As ${P_1},{P_2},...{P_n}$ are integer coefficient polynomials so gives integer values at integer points.

Now as ${P_1}$ is not zero polynomial

${\displaystyle{P_1}(x)>0}$ for some $\displaystyle{x \in Z}$

Then ${\displaystyle{P_1}(x)\ge{1}}$ or $P_1(x) \le -1$ as ${\displaystyle{P_1}(x)}$=integer

$\Rightarrow (P_1(x))^2 \ge P_1(x)$ or $0 \ge P_1(x) -(P_1(x))^2$

But it is given that ${{P_1}={{P_1}^{2}+{P_2}^{2}+...+{P_n}^{2}}}$

This implies $(P_2 (x))^2+...+(P_n (x) )^2 \le 0$. This is only possible if $(P_1(x))^2 = ... = (P_n(x))^2 = 0$

Hence the values of x for which $P_1 (x)$ is non-zero, $P_2(x) , ... , P_n(x)$ are all zero.
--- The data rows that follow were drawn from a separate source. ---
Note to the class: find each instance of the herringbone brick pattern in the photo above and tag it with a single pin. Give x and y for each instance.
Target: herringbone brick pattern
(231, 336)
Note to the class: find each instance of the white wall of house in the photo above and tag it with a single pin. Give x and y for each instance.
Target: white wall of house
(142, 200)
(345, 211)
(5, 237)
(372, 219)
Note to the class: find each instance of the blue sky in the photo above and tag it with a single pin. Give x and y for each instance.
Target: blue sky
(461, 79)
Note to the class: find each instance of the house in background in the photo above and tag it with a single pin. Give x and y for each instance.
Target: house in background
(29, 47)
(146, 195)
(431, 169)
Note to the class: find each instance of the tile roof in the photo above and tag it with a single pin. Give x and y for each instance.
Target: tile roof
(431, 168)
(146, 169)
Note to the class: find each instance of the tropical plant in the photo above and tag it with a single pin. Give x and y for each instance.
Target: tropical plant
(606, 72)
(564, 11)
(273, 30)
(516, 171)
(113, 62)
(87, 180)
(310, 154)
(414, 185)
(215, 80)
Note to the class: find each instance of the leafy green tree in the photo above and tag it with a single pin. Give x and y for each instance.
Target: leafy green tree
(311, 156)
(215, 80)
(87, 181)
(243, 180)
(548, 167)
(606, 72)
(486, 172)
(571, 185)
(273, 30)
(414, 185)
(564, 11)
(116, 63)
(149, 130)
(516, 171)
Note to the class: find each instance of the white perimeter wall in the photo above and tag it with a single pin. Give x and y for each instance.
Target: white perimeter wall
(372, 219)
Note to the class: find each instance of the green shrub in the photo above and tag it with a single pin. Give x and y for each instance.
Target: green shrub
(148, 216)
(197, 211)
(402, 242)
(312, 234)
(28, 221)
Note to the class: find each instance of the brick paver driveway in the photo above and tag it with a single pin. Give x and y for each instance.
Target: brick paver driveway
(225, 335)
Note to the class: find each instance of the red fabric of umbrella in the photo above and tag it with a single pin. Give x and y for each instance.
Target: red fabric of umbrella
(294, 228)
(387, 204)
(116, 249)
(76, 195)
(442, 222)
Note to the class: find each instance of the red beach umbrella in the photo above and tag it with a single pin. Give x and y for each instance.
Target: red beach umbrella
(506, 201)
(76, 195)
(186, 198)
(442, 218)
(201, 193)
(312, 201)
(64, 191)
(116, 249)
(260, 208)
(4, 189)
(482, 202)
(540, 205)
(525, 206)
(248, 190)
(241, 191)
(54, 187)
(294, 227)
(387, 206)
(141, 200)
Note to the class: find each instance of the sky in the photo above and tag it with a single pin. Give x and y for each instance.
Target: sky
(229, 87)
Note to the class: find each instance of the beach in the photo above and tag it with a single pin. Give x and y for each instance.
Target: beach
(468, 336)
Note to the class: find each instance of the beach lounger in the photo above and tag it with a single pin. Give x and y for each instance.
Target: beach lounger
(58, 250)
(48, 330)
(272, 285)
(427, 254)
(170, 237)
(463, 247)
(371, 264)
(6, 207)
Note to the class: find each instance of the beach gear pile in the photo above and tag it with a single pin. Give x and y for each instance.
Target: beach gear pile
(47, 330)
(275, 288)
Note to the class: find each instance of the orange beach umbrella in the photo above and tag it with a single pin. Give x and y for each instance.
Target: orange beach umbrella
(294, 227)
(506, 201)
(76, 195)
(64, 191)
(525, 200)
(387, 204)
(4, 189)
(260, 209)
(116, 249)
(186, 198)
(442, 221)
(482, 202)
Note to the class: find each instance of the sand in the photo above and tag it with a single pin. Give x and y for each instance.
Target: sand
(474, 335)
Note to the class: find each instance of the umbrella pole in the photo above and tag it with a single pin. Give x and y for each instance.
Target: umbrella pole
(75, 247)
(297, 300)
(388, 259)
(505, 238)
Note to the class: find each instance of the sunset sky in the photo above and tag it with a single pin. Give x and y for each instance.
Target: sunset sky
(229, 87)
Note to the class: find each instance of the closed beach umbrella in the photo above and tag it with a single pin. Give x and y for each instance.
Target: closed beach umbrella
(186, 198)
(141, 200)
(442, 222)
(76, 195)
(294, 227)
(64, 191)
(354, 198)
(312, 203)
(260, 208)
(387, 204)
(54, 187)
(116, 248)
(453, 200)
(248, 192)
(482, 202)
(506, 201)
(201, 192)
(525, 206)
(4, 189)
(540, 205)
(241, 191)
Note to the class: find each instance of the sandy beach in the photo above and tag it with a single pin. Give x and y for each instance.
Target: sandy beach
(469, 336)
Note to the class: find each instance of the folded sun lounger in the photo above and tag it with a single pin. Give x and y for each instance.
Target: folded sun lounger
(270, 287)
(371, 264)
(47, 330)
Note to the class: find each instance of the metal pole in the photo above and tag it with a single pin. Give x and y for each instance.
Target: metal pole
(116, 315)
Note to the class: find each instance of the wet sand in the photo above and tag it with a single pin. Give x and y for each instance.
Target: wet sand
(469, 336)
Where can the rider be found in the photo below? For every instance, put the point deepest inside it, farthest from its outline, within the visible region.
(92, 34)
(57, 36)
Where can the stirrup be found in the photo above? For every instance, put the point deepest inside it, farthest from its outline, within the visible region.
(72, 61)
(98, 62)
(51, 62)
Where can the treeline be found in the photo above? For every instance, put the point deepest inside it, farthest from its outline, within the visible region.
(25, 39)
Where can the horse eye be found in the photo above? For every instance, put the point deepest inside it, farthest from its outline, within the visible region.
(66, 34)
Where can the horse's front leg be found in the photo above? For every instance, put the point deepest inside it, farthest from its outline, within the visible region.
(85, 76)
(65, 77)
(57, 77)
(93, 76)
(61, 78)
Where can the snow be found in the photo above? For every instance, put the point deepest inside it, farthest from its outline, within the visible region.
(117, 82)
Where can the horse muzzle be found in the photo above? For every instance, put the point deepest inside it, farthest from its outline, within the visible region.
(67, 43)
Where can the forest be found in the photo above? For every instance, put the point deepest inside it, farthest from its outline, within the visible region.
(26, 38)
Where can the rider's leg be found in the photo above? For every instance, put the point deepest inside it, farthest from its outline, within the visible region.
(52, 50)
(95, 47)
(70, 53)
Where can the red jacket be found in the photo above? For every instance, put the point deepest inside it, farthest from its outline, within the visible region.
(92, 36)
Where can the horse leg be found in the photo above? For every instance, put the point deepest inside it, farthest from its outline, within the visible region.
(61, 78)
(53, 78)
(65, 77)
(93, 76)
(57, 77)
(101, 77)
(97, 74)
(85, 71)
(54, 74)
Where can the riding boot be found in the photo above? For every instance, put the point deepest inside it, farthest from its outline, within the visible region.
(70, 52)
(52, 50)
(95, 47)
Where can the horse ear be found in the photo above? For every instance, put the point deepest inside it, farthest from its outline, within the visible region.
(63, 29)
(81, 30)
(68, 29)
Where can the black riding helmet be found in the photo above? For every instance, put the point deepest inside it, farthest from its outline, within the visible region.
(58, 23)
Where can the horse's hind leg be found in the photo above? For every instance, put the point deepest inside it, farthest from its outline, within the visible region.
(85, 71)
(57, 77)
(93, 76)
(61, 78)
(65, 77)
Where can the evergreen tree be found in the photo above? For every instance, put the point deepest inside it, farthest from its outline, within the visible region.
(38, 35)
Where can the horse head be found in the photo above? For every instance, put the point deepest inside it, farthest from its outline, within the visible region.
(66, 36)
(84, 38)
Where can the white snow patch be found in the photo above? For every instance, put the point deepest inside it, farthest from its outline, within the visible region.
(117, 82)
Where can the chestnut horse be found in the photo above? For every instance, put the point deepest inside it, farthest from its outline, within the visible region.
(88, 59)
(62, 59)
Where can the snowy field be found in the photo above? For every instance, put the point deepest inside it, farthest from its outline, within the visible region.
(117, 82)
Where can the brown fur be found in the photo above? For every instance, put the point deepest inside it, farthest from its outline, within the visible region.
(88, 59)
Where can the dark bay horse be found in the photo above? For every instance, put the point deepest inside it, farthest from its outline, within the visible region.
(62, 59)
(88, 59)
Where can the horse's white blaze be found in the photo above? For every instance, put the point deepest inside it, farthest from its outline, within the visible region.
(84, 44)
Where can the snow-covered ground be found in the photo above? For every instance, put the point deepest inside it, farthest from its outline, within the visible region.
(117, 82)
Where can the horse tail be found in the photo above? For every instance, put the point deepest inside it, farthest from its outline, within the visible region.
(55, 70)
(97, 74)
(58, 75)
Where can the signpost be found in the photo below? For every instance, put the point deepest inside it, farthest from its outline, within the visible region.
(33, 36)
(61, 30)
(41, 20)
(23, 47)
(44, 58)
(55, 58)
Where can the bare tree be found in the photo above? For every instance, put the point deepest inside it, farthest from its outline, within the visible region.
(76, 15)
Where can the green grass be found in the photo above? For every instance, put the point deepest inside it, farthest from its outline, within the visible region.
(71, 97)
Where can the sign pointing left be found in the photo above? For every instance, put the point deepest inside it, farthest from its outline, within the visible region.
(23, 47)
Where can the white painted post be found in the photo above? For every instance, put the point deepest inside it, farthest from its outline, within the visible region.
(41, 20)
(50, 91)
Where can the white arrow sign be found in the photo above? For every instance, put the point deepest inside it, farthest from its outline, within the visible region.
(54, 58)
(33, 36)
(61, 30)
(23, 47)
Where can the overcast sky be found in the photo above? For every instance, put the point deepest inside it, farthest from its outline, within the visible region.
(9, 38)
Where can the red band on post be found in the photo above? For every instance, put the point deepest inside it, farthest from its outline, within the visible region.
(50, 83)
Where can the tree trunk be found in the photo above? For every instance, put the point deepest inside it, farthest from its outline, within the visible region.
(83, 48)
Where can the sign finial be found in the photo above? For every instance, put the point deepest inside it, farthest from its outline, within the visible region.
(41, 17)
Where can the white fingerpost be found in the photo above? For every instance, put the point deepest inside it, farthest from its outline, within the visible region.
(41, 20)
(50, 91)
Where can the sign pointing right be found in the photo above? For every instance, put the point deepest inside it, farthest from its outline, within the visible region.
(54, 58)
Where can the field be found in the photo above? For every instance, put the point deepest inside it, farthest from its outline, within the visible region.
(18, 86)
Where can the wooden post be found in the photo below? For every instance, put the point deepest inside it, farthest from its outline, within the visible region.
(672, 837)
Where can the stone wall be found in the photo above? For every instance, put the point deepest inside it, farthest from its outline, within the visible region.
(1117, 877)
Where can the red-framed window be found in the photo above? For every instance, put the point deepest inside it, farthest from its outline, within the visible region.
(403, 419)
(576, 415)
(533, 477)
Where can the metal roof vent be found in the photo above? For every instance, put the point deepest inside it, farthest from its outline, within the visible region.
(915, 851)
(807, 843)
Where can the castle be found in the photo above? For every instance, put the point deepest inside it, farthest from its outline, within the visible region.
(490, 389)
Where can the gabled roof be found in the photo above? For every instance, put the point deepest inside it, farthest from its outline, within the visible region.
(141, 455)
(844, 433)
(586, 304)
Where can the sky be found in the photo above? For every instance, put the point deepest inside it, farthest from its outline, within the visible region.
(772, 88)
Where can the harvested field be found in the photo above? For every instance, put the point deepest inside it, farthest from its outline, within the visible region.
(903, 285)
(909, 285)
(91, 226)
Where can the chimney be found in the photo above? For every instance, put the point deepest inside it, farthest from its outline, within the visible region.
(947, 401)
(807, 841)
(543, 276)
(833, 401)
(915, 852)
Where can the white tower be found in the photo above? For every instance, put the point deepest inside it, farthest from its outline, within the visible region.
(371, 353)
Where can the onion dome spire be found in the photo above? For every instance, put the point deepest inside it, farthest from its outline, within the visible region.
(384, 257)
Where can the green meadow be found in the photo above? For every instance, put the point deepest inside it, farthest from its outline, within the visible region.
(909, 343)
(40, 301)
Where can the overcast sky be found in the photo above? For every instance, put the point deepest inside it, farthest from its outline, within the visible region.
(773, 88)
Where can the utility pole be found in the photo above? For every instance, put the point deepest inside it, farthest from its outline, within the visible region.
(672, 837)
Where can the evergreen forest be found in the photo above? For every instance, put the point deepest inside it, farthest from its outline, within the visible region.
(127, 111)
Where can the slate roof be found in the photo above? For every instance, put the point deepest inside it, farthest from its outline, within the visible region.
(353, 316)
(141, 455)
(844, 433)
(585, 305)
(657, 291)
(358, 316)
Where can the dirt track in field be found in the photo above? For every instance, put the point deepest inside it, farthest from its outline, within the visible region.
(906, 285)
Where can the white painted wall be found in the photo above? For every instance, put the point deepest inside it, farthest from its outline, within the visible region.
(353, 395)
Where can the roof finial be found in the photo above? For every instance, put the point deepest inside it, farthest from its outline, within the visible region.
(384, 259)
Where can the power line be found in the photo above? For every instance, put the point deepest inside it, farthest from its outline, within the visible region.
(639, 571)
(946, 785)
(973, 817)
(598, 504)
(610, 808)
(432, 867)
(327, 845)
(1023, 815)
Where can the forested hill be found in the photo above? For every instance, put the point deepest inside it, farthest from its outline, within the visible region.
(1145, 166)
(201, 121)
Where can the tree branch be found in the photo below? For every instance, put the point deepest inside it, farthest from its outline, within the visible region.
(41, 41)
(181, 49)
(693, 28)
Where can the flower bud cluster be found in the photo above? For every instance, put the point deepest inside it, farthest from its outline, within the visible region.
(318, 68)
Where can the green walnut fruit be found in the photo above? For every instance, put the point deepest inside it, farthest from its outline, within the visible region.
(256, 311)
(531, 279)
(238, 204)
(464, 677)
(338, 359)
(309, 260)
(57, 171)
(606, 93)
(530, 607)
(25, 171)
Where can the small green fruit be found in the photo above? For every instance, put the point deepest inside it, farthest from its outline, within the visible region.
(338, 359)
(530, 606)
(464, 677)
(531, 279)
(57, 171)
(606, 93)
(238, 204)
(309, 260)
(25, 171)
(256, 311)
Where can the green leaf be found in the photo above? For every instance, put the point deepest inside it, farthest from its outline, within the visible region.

The values of x for which $P_1(x) = 0$, we have $0=0+(P_2 (x))^{2}+...+(P_n(x))^2$ implying each is zero.

Therefore $P_2(x) = ... = P_n(x) = 0$.

Finally $P_1(x) = (P_1(x))^2$ implies $P_1(x) = 0 \text{or} P_1(x) = 1$. Since $P_1(x) \neq 0$ hence it is 1.

(Proved)